Their opposition to the agreement means it is far from clear whether it would pass in the UK parliament, which is necessary for the agreement to take effect.

- The emergency fix to ensure no return of a hard border on the island of Ireland - or the “backstop” - would be part of Britain’s withdrawal agreement from the EU, the main legally binding document settling Brexit between the two sides.

- It will remain in place “temporarily” or “unless and until” a new trade deal between the EU and the UK - to be negotiated after Brexit - takes effect and maintains the current open border. The sides will seek to get the new deal by the end of 2020.

- Britain will get a status quo transition after Brexit until the end of 2020, with an option to extend it once. Britain can request extension before July 1, 2020, and it would be decided on jointly by the UK and the EU.

- If the new EU-UK trade deal is not ready by the end of the transition period, the backstop kicks in and creates a single EU-UK customs territory.

- Northern Ireland will be part of the same customs territory as the rest of the UK with no tariffs, quotas and checks on rules of origin between the province and Great Britain.

- Fisheries are exempted from the EU-UK customs zone and agreements on access to fishing waters will only be negotiated during the transition period after Brexit to form part of the new EU-UK relationship.

- Northern Ireland will be more closely aligned with EU customs rules than the rest of the UK, allowing Northern Irish goods to enter the bloc’s single market as they do now.

Northern Ireland will remain bound by the EU’s laws on VAT and excise taxes, standards on goods, sanitary and veterinary controls, agriculture and state aid. The EU’s customs code will continue to apply in Northern Ireland.

- The UK commits to ensuring the so-called level playing field if the backstop is triggered, meaning it would adhere to EU rules on state aid and competition, taxes, environment and labor rules. The sides agree they would not lower the bloc’s current standards in these fields after Brexit.

This is to ensure that Britain would not sell its products on the EU market at much lower prices as a result of undercutting standards.

- The EU and UK would only be able to decide jointly on nullifying the backstop.

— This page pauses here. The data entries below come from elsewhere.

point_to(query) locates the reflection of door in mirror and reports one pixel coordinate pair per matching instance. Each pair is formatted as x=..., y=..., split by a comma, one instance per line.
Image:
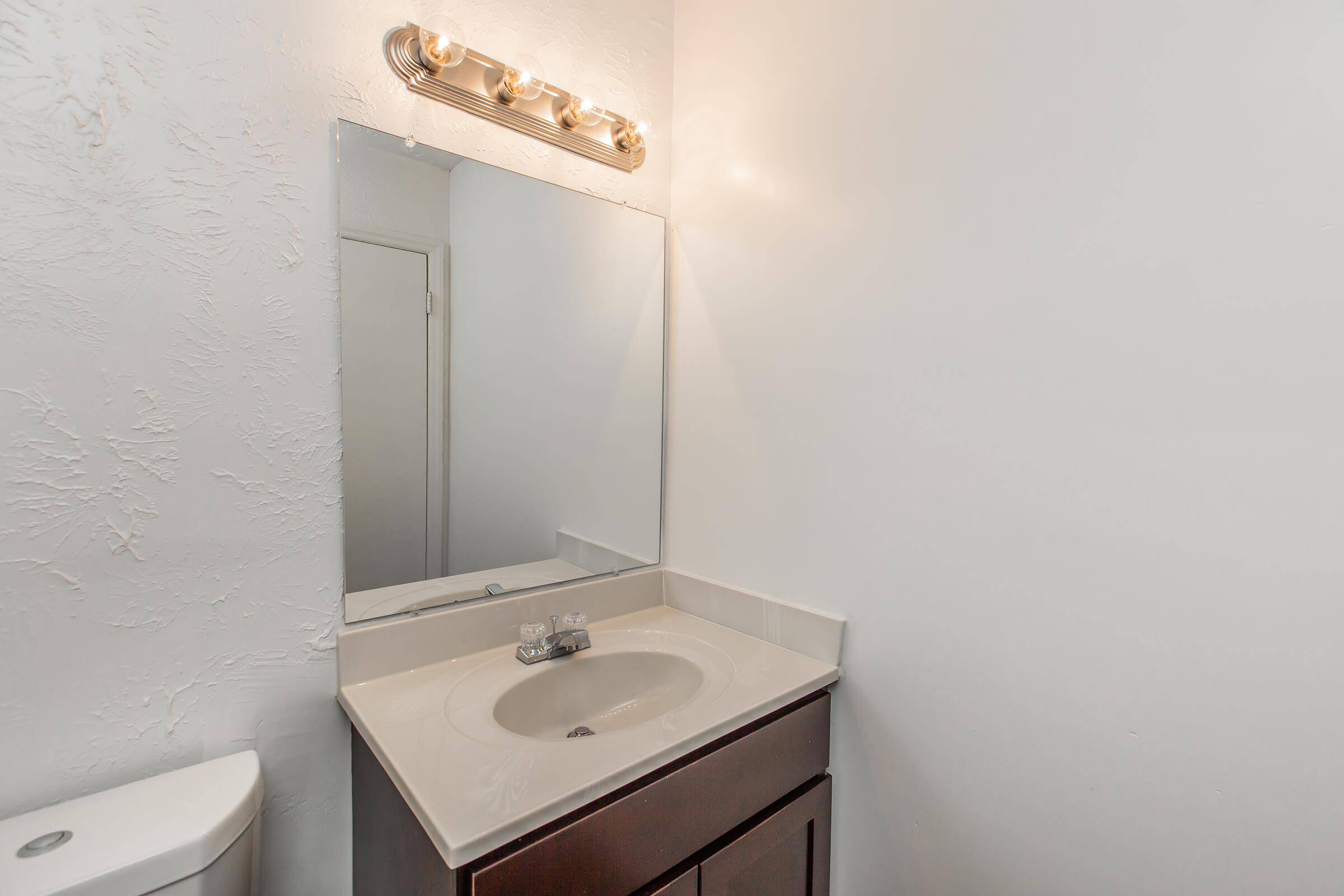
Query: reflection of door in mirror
x=545, y=393
x=386, y=426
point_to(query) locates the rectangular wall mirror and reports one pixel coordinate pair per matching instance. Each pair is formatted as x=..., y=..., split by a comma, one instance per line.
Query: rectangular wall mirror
x=502, y=379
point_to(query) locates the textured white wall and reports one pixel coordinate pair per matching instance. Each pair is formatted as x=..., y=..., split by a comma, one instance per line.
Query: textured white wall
x=170, y=526
x=1027, y=361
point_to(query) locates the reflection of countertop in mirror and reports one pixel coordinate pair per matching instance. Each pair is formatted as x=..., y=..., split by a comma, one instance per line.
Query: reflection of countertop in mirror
x=400, y=598
x=475, y=743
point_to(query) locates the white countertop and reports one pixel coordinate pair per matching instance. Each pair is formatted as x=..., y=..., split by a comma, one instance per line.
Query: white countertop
x=476, y=786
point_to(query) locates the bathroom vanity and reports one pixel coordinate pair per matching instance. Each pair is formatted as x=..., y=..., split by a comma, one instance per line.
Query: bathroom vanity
x=706, y=772
x=675, y=742
x=748, y=814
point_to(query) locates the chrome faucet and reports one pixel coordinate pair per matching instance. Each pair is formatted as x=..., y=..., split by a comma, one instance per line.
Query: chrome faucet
x=538, y=647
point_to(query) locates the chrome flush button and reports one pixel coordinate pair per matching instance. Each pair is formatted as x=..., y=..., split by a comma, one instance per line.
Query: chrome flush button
x=45, y=844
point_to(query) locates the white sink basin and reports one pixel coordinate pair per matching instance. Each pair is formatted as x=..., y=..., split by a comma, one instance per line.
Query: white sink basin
x=601, y=691
x=476, y=742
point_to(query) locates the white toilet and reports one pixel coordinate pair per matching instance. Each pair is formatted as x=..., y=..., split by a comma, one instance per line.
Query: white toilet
x=190, y=832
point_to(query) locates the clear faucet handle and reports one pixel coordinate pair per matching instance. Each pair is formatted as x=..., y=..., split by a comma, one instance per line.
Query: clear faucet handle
x=531, y=634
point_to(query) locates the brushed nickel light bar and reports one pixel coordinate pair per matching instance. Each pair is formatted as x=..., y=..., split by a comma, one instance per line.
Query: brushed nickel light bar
x=435, y=63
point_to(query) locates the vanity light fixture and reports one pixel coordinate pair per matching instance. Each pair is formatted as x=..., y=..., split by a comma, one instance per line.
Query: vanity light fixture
x=433, y=59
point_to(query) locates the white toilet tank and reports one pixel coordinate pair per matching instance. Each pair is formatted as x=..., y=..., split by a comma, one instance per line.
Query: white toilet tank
x=190, y=832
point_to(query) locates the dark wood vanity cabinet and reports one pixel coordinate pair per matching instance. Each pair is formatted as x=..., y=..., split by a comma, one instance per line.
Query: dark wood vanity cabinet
x=745, y=816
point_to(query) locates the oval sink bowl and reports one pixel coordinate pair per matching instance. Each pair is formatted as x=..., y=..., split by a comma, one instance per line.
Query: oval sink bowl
x=604, y=692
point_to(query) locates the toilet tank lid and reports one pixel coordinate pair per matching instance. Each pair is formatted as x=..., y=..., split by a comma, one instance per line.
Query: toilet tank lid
x=132, y=840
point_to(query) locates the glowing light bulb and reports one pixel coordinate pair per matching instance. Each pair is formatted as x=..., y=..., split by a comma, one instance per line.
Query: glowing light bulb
x=523, y=80
x=585, y=106
x=441, y=43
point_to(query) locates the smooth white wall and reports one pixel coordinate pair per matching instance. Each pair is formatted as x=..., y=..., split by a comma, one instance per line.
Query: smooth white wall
x=170, y=454
x=1012, y=334
x=556, y=371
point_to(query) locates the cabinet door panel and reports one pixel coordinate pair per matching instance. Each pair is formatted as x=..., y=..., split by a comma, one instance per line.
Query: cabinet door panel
x=687, y=884
x=787, y=855
x=617, y=847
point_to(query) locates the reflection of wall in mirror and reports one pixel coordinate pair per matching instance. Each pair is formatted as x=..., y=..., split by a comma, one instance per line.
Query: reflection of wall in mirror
x=556, y=371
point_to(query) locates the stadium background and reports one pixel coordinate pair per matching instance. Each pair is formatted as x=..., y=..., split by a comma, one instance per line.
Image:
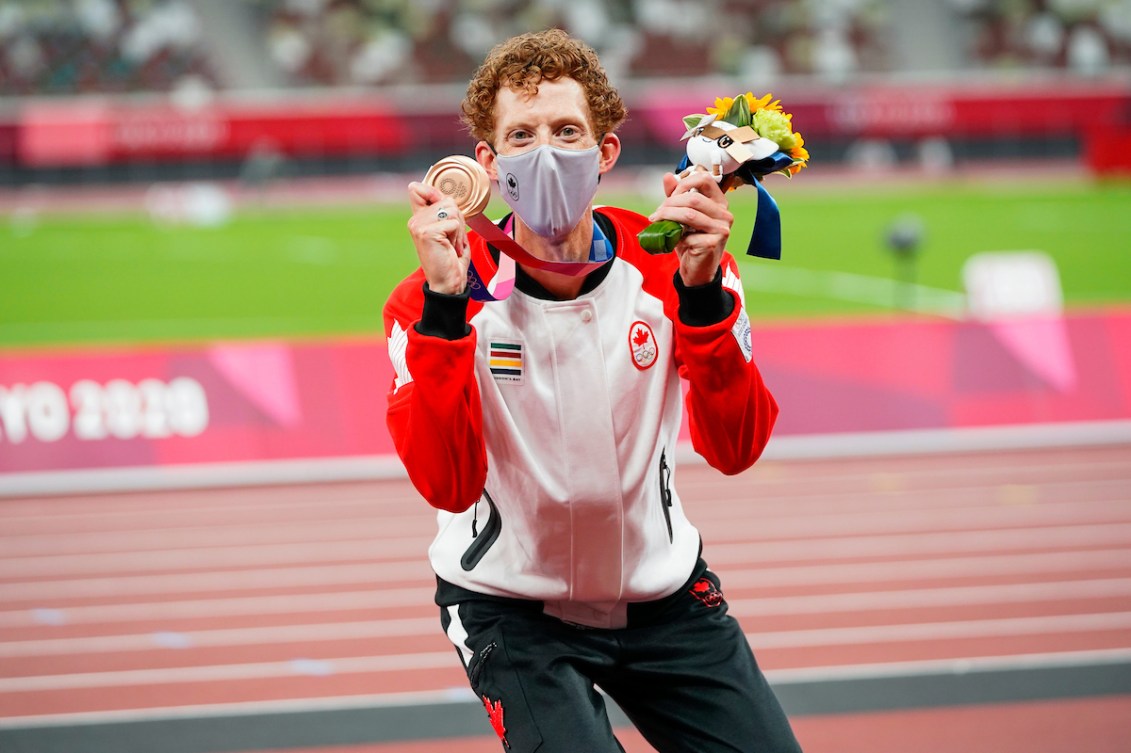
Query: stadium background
x=206, y=544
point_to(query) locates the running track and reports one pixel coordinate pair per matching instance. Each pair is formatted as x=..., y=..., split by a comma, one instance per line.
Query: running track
x=960, y=602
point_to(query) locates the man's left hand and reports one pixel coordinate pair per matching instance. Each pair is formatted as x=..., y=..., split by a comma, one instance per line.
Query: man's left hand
x=699, y=205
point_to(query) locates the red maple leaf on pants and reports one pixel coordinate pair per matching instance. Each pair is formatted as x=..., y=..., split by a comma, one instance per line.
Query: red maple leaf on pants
x=494, y=713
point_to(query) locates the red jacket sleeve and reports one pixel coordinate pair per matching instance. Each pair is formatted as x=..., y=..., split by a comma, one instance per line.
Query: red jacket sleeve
x=730, y=408
x=434, y=414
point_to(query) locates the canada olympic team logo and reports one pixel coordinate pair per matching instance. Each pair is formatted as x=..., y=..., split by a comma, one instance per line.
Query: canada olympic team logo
x=642, y=345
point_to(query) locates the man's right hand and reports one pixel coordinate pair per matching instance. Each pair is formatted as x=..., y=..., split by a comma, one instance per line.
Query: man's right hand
x=441, y=241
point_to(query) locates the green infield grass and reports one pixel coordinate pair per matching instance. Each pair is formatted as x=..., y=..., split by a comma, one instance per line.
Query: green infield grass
x=305, y=273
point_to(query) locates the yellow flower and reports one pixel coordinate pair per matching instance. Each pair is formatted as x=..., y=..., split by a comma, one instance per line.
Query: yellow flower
x=799, y=153
x=723, y=104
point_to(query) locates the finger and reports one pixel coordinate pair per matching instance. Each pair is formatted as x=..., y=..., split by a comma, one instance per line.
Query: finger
x=701, y=182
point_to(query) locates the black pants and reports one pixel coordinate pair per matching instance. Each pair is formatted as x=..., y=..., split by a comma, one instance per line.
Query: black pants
x=682, y=671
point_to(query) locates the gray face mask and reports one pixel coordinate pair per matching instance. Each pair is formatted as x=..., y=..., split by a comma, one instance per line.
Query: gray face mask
x=550, y=188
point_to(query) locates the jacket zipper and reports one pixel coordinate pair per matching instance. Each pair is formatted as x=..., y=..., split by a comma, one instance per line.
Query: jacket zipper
x=665, y=493
x=482, y=539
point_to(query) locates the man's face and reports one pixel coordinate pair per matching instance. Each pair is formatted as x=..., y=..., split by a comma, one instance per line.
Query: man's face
x=558, y=114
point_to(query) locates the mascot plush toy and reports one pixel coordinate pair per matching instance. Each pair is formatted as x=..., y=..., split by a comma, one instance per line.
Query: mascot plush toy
x=739, y=141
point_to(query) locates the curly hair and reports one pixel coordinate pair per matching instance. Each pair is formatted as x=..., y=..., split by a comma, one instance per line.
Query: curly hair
x=523, y=62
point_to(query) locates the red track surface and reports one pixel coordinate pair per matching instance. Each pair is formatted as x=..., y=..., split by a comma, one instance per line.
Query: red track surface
x=181, y=599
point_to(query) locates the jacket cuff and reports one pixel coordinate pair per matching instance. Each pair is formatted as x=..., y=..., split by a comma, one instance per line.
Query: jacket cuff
x=445, y=316
x=701, y=305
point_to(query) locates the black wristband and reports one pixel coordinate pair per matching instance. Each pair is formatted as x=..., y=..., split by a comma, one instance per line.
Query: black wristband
x=445, y=314
x=701, y=305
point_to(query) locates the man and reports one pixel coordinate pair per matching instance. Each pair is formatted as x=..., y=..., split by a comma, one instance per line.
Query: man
x=543, y=427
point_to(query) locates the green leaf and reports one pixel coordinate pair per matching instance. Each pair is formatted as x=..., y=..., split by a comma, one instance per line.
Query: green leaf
x=691, y=121
x=739, y=112
x=661, y=236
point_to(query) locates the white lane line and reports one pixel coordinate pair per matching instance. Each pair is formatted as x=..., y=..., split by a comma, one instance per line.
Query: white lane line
x=1043, y=564
x=407, y=547
x=920, y=519
x=219, y=581
x=741, y=565
x=756, y=607
x=972, y=665
x=45, y=553
x=226, y=673
x=227, y=638
x=934, y=543
x=459, y=694
x=882, y=292
x=234, y=556
x=371, y=527
x=935, y=631
x=430, y=660
x=1072, y=590
x=169, y=612
x=826, y=539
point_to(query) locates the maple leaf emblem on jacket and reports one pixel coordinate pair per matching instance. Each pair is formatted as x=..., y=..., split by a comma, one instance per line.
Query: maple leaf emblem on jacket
x=642, y=345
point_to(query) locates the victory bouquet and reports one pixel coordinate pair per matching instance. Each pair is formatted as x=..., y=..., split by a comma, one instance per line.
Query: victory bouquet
x=739, y=141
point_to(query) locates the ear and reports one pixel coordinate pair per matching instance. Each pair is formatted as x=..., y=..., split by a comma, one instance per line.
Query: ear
x=485, y=155
x=610, y=152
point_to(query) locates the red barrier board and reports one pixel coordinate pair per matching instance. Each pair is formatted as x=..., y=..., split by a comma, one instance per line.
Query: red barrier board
x=55, y=133
x=104, y=131
x=230, y=403
x=222, y=403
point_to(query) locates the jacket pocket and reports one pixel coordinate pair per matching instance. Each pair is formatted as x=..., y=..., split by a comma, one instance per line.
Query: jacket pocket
x=665, y=492
x=482, y=539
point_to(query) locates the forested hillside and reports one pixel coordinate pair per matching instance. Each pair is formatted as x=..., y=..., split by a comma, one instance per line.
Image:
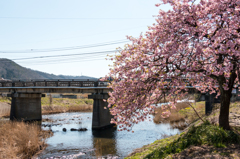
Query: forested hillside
x=11, y=70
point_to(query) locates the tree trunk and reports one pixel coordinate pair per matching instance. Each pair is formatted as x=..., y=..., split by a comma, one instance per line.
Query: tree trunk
x=224, y=110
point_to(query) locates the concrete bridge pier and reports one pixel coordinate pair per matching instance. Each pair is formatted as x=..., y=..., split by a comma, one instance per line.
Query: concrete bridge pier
x=26, y=107
x=101, y=117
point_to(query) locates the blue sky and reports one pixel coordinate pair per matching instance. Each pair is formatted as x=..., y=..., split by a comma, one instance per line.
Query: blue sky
x=30, y=26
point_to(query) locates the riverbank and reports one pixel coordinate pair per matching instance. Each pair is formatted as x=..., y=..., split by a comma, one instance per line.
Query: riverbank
x=198, y=140
x=21, y=140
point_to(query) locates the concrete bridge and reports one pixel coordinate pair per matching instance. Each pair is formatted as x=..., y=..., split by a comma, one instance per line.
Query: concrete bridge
x=26, y=98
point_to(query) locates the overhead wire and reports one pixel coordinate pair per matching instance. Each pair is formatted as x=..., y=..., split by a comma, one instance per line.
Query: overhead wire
x=65, y=48
x=41, y=18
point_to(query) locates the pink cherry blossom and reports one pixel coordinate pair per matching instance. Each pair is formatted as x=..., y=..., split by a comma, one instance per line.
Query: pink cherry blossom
x=197, y=41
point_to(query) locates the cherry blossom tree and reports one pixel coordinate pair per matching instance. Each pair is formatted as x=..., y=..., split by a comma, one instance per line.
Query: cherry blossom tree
x=195, y=40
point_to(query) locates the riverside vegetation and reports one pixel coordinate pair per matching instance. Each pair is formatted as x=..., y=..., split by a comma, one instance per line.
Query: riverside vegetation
x=24, y=140
x=200, y=139
x=21, y=140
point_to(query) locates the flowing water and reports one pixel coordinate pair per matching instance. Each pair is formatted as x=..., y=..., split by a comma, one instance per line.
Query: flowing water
x=108, y=143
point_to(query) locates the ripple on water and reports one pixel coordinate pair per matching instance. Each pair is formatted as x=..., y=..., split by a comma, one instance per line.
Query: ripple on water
x=108, y=143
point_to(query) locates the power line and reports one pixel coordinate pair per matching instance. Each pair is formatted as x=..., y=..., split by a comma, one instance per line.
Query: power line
x=44, y=61
x=97, y=59
x=41, y=18
x=91, y=53
x=65, y=48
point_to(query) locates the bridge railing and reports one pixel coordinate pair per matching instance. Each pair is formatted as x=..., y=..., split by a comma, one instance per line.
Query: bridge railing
x=51, y=83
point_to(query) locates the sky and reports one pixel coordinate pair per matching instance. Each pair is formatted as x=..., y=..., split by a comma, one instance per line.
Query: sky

This means they have to be in agreement that it is no longer necessary in order to maintain the open Irish border.

- Under the single customs territory that kicks in if the backstop is activated, the UK would apply the same external tariffs on goods as the EU and respect the bloc’s rules of origin, or protection of some special products from designated locations, such as camembert cheese.

- While this backstop customs arrangement is meant to be temporary, it will form the basis on which arrangements in the future relationship between the EU and the UK are built.

- This agreement would ensure there would be no checks of goods and people crossing between Northern Ireland and Ireland. Their common travel area and single electricity market is preserved, as is the 1998 Good Friday Agreement that ended violence on the island.

- There would be some checks on goods crossing from Great Britain to Northern Ireland to ensure compliance with EU standards. They would mostly take place in the market or at traders’ premises and be carried out by UK authorities. EU representatives would have the right to be present.

Existing checks on agricultural and animal products between Northern Ireland and Great Britain at ports and airport would be stepped up.

- The European Union’s top court, the European Court of Justice, would remain the ultimate arbiter for “issues related to EU law concepts outlined in the Withdrawal Agreement”.